When Chief Bromden returns to the ward, Harding congratulates him and tells the Chief that he has heard rumors that McMurphy is not responding at all to EST. Nurse Ratched brings McMurphy back to the ward when his absence leads to legends about him. Harding and the other patients decide to engineer McMurphy's escape when Candy arrives on Saturday night for her meeting with Billy. They bribe Mr. Turkle, the night watchman, with liquor and an offer of sex with Candy, and the other patients have a party that night. McMurphy delays leaving until early into the morning, however, and falls asleep.

The black boys find him the next morning. When Nurse Ratched arrives that morning, she gathers the patients together in one room to take roll. She realizes that Billy Bibbit is missing, and finds him in the Seclusion Room with Candy. She chastises him for having sex with such a cheap woman, then tells him that she will tell his mother about this.

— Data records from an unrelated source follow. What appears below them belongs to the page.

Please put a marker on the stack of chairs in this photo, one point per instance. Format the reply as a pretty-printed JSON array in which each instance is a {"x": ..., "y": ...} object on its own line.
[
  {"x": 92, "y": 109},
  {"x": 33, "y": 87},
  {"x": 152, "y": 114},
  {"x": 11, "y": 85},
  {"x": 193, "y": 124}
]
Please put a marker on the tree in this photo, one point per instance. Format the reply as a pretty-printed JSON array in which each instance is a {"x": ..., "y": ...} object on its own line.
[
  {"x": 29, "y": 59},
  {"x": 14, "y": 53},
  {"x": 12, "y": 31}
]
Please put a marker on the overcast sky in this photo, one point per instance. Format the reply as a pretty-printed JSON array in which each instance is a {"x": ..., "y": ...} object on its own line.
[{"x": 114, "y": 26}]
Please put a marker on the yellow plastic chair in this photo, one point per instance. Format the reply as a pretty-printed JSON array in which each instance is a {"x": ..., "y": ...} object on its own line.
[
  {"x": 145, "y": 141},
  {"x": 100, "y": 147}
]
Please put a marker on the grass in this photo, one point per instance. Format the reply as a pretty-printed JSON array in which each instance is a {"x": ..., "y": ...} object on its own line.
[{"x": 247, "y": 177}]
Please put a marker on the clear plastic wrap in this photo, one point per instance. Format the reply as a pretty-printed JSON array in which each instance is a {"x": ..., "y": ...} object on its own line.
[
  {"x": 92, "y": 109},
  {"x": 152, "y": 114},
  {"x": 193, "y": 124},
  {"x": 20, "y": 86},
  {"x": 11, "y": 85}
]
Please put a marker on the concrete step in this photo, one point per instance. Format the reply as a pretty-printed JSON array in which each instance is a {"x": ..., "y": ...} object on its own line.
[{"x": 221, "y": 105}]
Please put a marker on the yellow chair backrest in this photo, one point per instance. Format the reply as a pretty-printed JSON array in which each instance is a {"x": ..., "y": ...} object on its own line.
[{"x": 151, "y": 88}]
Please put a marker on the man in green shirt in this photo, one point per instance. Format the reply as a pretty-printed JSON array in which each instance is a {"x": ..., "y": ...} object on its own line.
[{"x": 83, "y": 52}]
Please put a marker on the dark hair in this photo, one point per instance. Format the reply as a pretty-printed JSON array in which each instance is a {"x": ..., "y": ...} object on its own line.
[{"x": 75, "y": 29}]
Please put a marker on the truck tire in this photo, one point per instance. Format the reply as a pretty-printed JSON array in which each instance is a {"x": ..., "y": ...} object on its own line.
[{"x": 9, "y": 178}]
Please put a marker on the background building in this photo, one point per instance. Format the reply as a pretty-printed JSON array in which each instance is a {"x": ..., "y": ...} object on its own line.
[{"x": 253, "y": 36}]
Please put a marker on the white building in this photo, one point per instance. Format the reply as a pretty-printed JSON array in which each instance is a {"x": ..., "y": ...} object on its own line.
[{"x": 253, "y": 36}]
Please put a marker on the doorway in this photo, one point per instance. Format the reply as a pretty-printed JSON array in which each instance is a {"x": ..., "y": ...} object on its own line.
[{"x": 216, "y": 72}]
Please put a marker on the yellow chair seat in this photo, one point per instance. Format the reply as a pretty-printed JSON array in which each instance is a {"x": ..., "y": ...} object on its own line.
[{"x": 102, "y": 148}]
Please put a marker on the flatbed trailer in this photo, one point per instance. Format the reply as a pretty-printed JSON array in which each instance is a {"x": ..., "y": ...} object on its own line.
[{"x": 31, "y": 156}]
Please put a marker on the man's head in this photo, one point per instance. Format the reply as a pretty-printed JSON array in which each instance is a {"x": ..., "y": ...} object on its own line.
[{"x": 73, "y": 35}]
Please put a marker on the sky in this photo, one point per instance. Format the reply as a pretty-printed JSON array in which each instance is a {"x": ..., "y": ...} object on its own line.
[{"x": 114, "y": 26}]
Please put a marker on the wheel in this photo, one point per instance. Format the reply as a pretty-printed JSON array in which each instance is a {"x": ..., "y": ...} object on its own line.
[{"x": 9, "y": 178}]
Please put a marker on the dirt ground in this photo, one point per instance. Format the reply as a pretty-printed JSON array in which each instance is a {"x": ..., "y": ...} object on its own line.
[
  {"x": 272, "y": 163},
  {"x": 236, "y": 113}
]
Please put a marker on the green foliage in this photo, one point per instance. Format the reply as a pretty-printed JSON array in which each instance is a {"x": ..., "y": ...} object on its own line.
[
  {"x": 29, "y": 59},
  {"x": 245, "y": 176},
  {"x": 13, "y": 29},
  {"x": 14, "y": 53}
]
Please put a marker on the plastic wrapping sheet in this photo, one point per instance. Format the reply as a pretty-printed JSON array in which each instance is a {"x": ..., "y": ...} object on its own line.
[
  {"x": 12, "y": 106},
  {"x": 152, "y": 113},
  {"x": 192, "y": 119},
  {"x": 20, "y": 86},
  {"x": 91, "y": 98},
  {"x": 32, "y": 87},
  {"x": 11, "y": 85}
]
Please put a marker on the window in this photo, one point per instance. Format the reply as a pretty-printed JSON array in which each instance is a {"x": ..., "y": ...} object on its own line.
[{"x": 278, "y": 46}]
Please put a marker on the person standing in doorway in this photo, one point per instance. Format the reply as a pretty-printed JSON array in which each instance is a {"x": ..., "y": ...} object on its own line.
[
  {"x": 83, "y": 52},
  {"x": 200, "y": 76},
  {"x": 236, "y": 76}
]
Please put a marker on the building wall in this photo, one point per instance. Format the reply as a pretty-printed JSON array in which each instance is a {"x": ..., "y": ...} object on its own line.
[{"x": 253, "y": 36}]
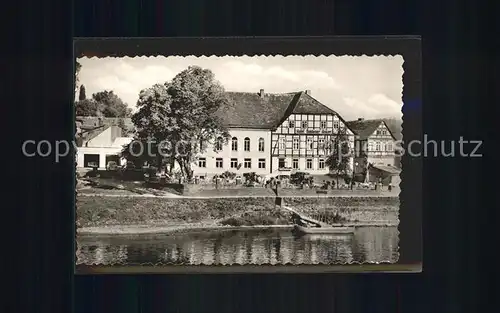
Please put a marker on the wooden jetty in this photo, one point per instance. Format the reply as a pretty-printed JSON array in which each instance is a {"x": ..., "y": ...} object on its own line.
[{"x": 318, "y": 226}]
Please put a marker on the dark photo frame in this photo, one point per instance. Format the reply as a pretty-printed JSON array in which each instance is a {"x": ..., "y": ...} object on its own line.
[{"x": 410, "y": 213}]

Billy begins to stutter again when Nurse Ratched threatens to tell his mother, but she takes him in the doctor's office so that he may calm down. When the doctor arrives, he finds that Billy has cut his throat and killed himself.

Nurse Ratched blames McMurphy for Billy's suicide, and he responds by trying to strangle her. Although the black boys pull McMurphy off her before he can kill her, he rips her uniform, exposing her breasts. Afterward, Nurse Ratched takes time off to recuperate, and when she returns cannot speak. Many of the patients check out of the hospital, and McMurphy returns to the ward weeks later, comatose after a lobotomy. Chief Bromden smothers McMurphy with a pillow to put him out of his misery, then throws the control panel in the tub room through the window and escapes the institution, as McMurphy had long ago suggested.